# **DESIGN OF EXPERIMENTS**

---

In this notebook the generation of the dataset for the Finite Element Analysis (FEA) of a variable stiffness cylindrical shell is investigated. For the puporse a Design of Experiments (DOE) with Latine Hypercube Sampling (LHS) is considered. We have to import all the required libraries. Instead of the library smt, as in the related paper, here we will use the library pyDOE since allows to obtain easily reproducible results.

In [1]:
import os
import sys
import time
import random
import pandas as pd
import seaborn as sns
import numpy as np
import matplotlib.pyplot as plt
%matplotlib inline
# !pip install smt
# from smt.sampling_methods import LHS
# !pip install pyDOE
import pyDOE
from scipy.optimize import fsolve
#from google.colab import files

## **Geometry and design parameters**

---

We can start defining the geometric properties of the cylindrical shell that you want to analyze, together with the mesh size of the Finite Element Model (FEM). The value of the radii and of the height are taken from a manufactured VS cylinder at TU Delft. The mesh size has been chosen after a sensitivity analysis on the buckling load of various Constant Stiffness (CS) cylindrical shells.

In [2]:
h = 705  # height
r = 300  # radius
mesh_size = 10  # mesh size
x_elems = int(h / mesh_size)
deg2rad = np.pi / 180

To avoid mistake all the variables that can be changed to modify the DOE generation will be grouped in the following cell. They are:

* **sets**: specify which sets generate with the sampling method:

  1. *train*: training set
  
  2. *val*: validation set
  
  3. *test*: testing set
  
* **n_samples**: fix the number of samples to be generated. This number is the sum of the samples of all the sets:

  1. *small*
  
  2. *large*
  
  3. *int*: specific integer value
  
* **angles_fct**: specify the function used to generate the fibers angles:

  1. *harmlin*
  
  2. *linear*
  
  3. *constant*
  
* **plies**: total number of plies:

  1. *int*
  
* **symmetric**: define symmetric stacking sequence:

  1. *True/False*
  
* **balanced**: define a balanced stacking sequence:

  1. *True/False*
  
* **radius_of_curvature**: define the maximum radii of curvature allowed:

  1. *int*

It is important to remark that the choice of the numer of sample does not consider important aspects as the variability of the output inside the design space or the size of the design space.

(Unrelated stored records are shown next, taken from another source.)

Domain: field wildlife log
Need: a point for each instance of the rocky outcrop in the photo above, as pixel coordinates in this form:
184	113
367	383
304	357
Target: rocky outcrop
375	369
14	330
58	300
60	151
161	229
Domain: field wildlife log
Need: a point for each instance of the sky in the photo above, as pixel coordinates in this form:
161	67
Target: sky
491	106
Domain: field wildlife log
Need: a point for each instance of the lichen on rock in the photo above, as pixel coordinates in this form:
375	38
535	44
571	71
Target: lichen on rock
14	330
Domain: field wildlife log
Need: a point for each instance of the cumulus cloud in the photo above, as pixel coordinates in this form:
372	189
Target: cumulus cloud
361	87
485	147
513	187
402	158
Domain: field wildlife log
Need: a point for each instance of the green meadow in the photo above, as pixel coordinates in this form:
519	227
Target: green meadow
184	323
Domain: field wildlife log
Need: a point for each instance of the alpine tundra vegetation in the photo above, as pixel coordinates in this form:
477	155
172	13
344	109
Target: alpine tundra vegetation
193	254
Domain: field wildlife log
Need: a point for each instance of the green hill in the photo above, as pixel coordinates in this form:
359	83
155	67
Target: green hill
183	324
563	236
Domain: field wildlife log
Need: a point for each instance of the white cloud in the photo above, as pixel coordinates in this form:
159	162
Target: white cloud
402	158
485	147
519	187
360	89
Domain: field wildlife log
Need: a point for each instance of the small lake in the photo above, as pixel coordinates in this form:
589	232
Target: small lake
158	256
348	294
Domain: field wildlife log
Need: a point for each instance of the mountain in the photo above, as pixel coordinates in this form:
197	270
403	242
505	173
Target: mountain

If someone wants to obtain a statistical measure of the number of samples required for a correct learning the VC dimension should be analyzed.

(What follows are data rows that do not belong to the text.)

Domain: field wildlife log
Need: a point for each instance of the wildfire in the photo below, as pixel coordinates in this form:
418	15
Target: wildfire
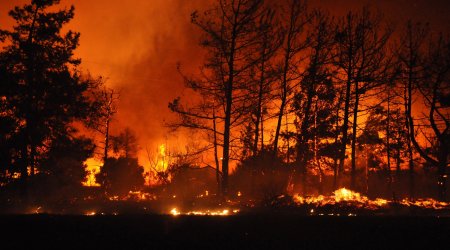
162	161
224	212
349	197
92	168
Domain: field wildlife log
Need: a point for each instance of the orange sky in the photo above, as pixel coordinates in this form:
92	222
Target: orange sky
136	44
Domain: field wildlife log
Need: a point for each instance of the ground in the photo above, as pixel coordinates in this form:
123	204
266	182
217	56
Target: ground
250	231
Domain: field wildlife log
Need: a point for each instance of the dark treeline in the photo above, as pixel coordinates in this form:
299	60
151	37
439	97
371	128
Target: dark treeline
293	98
46	106
293	93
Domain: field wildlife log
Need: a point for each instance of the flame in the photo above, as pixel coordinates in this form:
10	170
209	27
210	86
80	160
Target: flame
163	162
174	212
92	168
90	213
224	212
344	195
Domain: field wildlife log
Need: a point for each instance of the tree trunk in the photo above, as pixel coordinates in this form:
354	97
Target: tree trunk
354	130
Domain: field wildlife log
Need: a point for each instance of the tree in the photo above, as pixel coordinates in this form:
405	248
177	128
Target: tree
362	63
43	90
411	59
293	29
434	90
125	144
229	37
120	175
313	101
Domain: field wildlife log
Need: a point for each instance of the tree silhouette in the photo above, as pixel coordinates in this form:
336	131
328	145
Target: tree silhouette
44	91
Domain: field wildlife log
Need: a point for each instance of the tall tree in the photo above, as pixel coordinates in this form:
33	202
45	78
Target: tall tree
411	58
46	92
229	37
361	59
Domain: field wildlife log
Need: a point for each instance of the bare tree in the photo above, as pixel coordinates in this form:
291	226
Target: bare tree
361	58
294	43
229	38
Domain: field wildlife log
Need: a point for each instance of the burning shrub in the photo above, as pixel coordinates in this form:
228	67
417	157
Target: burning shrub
119	176
262	176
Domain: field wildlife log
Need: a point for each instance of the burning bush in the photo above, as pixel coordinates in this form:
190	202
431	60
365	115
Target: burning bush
119	176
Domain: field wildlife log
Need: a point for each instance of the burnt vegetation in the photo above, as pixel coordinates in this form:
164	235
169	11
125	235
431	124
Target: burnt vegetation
290	100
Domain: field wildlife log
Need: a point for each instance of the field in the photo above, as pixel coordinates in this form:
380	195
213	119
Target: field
249	231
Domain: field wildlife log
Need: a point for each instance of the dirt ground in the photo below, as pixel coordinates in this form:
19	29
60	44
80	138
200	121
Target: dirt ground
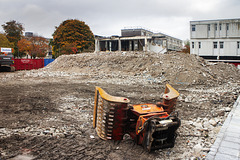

The generation of the dataset and, also the final optimization step, require the knowledge of the boundaries of the problem. We have to specify the minimum and maximum value for each of the design variable. Below the unit of measure of the features are reported.

* **Harmlin**:

    * $A$: $[mm]$
    
    * $\phi$: $[deg]$
    
    * $\omega$: $[1/rad]$
    
    * $\beta$: $[deg]$
    
* **Linear**:

    * $T_i$: $[deg]$

* **Constant**:

    * $\vartheta$: $[deg]$

In [3]:
plies = 8 # number of plies

sets = ['Train', 'Test']  # sets to generate

load_case = 'torsion'

angles_fct = 'harmlin'  # formulation of the fiber

pieces = 2  # number of pieces of the piecewise linear formulation

symmetric = True  # symmetric stacking sequence
balanced = True  # balanced stacking sequence

radius_curvature = 635 # minimum radius of curvature

param = 8  # multiplicative factor for the sets size

In [4]:
if angles_fct == 'harmlin':
    features = ['Amplitude', 'PhaseShift', 'Omega', 'Beta']
    range_dict = {'Amplitude': [-200., 200.],
                  'PhaseShift': [-90., 90.],
                  'Omega': [0., 2],
                  'Beta': [-90., 90.]}
elif angles_fct == 'linear' and isinstance(pieces, int):
    features=[]
    range_dict = {}
    for p in range(pieces+1):
        features.append('T' + str(p))
        if p == 0 or p == pieces:
            range_dict['T' + str(p)] =  [-45., 45.]
        else:
            range_dict['T' + str(p)] = [-89., 89.]
elif angles_fct == 'linear' and not isinstance(pieces, int):
    raise Exception('Please specify an integer number of pieces')
    
elif angles_fct == 'constant':
    features= ['Theta']
    range_dict = {'Theta': [-89., 90.]}

if symmetric and balanced: # if symmetric and balanced
    eff_plies = int(plies / 4)
    folder_ss = 'symmetric_balanced'
if symmetric and (symmetric != balanced): # if symmetric and not balanced
    eff_plies = int(plies / 2)
    folder_ss = 'symmetric'
if balanced and (balanced != symmetric): # if balanced and not symmetric
    eff_plies = int(plies / 2)
    folder_ss = 'balanced'

k_max = 1 / radius_curvature

Create the folder to store the dataset and the folders for the specific sets. 

In [5]:
directory = '../dataset/' + load_case + '/' + folder_ss + '/' + str(param) + 'x/' + angles_fct

try:
    if not os.path.isdir(directory):
        os.makedirs(directory)
except OSError:
    print('Error: Creating directory. ' + directory)

for set in sets:
    try:
        if not os.path.isdir(directory + '/' + set.lower()):
            os.makedirs(directory + '/' + set.lower())
    except OSError:
        print('Error: Creating directory. ' + directory.lower())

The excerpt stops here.